CAVILLING AGAINST GOD

Isaiah 45:9. Woe unto him that striveth, &c.

I. That man is formed by God, and that all his affairs are ordered by Him as really as the work of the potter is moulded by the hands of the workman.
II. That God has a design in making man, and in ordering and arranging his circumstances in life.
III. That man is little qualified to judge of that design, and not at all qualified to pronounce it unwise, any more than the clay could charge him that worked it into a vessel with want of wisdom.
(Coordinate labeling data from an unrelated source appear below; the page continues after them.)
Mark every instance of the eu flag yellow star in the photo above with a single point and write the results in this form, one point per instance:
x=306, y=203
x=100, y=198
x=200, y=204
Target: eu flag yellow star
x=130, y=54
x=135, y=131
IV. That God is a Sovereign, and does as He pleases. He has formed man as He chose, as really as the potter moulds the clay into any shape that he pleases. He has given him his rank in creation; given him such a body and intellect as He pleased; He has determined his circumstances in life just as He saw fit. And He is a Sovereign also in the dispensation of His grace—having a right to pardon whom He will—nor has any man any right to complain. Not that God, in all respects, moulds the character and destiny of men, as the potter does the clay. God is just, &c., as well as Sovereign; and man is a moral agent, and subject to the laws of moral agency which God has appointed. God does nothing wrong. He does not compel man to sin and then condemn him for it (H. E. I. 1779, 1780). He does His pleasure according to the eternal laws of equity; and man has no right to call in question the rectitude of His sovereign dispensations.—Albert Barnes, D.D.